We have reviewed originals, copies, drafts or conformed copies of the following documents:

1.1

The certificate of incorporation dated 30 January 2012 and the memorandum and articles of association of the Company as registered or adopted on 9 December 2016 (the "Memorandum and Articles").

1.2

The minutes of the meeting of the board of directors of the Company held on 3 September 2020 (the "Minutes") and the resolutions of the Pricing Committee of the board of directors of the Company dated 9 December 2020 (the "Resolutions") and the corporate records of the Company maintained at its registered office in the Cayman Islands.

1.3

A certificate of good standing with respect to the Company issued by the Registrar of Companies (the "Certificate of Good Standing").


 

1.4

A certificate from a director of the Company a copy of which is attached to this opinion letter (the "Director's Certificate").

1.5

The Registration Statement.

2

Assumptions

The following opinions are given only as to, and based on, circumstances and matters of fact existing and known to us on the date of this opinion letter. These opinions only relate to the laws of the Cayman Islands which are in force on the date of this opinion letter. In giving the following opinions, we have relied (without further verification) upon the completeness and accuracy, as at the date of this opinion letter, of the Director's Certificate and the Certificate of Good Standing.
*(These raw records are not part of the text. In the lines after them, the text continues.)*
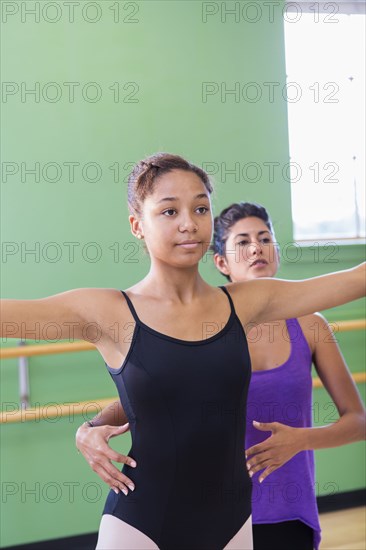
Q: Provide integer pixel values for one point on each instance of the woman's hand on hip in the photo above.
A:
(92, 442)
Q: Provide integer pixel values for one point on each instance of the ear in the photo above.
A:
(278, 254)
(221, 264)
(136, 227)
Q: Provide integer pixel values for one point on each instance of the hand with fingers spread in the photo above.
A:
(92, 442)
(276, 450)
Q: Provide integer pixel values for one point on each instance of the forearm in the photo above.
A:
(112, 415)
(348, 429)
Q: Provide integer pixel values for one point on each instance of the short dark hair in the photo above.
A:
(145, 172)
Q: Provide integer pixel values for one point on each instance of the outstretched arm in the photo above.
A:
(266, 300)
(287, 441)
(62, 316)
(92, 442)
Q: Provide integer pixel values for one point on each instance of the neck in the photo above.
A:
(174, 283)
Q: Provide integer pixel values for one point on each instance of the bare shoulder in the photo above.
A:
(312, 321)
(245, 296)
(316, 329)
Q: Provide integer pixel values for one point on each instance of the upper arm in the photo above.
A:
(70, 315)
(263, 300)
(331, 365)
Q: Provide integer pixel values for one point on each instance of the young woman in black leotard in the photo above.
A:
(279, 393)
(183, 377)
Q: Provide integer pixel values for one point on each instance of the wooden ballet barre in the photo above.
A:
(55, 410)
(46, 349)
(81, 345)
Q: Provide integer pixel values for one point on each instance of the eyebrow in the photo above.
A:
(247, 234)
(172, 199)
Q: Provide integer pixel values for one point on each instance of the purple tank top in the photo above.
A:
(284, 394)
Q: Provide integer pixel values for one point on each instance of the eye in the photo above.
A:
(203, 209)
(169, 213)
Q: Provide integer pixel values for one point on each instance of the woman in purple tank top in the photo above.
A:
(279, 447)
(284, 508)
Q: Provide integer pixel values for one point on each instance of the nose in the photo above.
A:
(187, 224)
(255, 248)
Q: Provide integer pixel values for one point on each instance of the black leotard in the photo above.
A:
(186, 405)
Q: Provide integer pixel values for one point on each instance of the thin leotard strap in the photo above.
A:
(230, 299)
(130, 305)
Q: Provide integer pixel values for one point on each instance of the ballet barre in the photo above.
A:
(24, 413)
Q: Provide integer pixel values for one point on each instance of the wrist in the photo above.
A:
(303, 439)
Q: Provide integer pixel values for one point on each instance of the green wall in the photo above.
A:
(158, 55)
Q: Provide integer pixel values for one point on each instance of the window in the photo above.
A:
(325, 61)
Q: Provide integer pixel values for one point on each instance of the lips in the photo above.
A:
(259, 263)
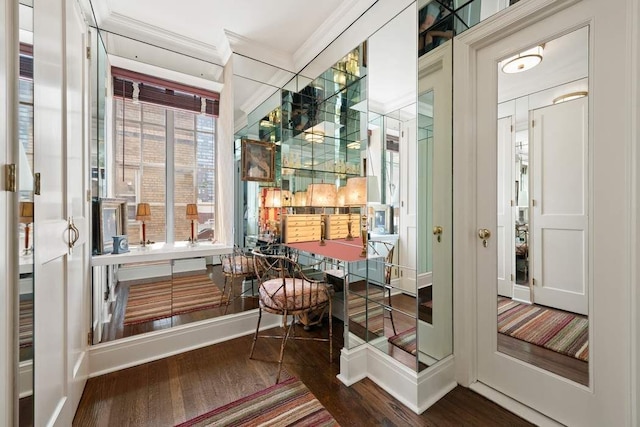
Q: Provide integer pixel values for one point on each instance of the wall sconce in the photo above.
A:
(570, 96)
(143, 213)
(523, 61)
(26, 218)
(192, 214)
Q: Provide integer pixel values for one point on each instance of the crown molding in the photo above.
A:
(256, 50)
(146, 33)
(343, 16)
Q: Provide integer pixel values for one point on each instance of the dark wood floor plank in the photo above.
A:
(180, 387)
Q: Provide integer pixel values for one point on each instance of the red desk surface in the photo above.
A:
(340, 249)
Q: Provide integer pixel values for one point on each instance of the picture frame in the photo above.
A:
(258, 160)
(109, 219)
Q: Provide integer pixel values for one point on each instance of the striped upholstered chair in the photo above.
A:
(285, 290)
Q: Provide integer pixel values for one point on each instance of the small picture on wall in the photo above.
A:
(258, 159)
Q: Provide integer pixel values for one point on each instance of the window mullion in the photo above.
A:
(170, 177)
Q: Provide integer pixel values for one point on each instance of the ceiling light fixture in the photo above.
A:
(570, 96)
(523, 61)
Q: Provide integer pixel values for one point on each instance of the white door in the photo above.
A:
(61, 281)
(559, 241)
(520, 385)
(505, 236)
(435, 339)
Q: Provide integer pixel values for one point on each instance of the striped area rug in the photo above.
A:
(405, 340)
(560, 331)
(26, 323)
(289, 403)
(170, 297)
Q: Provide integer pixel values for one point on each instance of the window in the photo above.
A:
(165, 157)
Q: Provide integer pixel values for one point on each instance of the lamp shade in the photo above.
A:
(341, 199)
(273, 198)
(192, 211)
(143, 211)
(300, 198)
(26, 212)
(356, 191)
(321, 195)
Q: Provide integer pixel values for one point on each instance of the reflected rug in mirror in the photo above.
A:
(288, 403)
(170, 297)
(560, 331)
(405, 340)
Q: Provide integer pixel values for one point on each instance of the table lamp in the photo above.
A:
(26, 218)
(357, 196)
(143, 213)
(192, 214)
(321, 195)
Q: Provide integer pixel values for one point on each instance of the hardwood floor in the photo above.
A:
(178, 388)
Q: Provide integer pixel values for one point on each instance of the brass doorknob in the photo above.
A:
(484, 234)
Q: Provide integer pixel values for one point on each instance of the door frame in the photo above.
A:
(614, 363)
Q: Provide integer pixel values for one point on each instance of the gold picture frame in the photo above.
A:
(258, 160)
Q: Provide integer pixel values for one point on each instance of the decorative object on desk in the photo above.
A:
(192, 214)
(120, 244)
(109, 219)
(357, 196)
(321, 195)
(143, 213)
(26, 218)
(289, 402)
(258, 160)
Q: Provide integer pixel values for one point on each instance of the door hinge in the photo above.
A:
(10, 178)
(36, 184)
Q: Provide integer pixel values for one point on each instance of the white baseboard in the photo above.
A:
(132, 351)
(416, 390)
(514, 406)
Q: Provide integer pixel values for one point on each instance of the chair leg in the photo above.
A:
(255, 336)
(391, 313)
(284, 342)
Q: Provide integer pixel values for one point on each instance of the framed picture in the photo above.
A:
(258, 159)
(109, 219)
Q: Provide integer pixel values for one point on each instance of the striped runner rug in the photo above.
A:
(557, 330)
(170, 297)
(288, 403)
(26, 323)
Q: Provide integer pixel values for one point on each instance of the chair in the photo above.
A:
(235, 265)
(285, 290)
(388, 265)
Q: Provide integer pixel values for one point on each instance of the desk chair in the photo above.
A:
(235, 265)
(285, 290)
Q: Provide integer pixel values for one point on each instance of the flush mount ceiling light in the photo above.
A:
(570, 96)
(315, 136)
(523, 61)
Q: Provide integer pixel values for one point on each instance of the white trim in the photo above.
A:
(416, 390)
(132, 351)
(512, 405)
(633, 106)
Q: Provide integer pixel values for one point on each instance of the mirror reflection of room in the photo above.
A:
(542, 205)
We have also relied upon the following assumptions, which we have not independently verified:

2.1

Copies of documents, conformed copies or drafts of documents provided to us are true and complete copies of, or in the final forms of, the originals.

2.2

All signatures, initials and seals are genuine.

2.3

There is no contractual or other prohibition (other than as arising under Cayman Islands law) binding on the Company prohibiting it from entering into and performing its obligations under the Underwriting Agreement or and the Registration Statement.

2.4

There is nothing under any law (other than the laws of the Cayman Islands) which would or might affect the opinions set out below.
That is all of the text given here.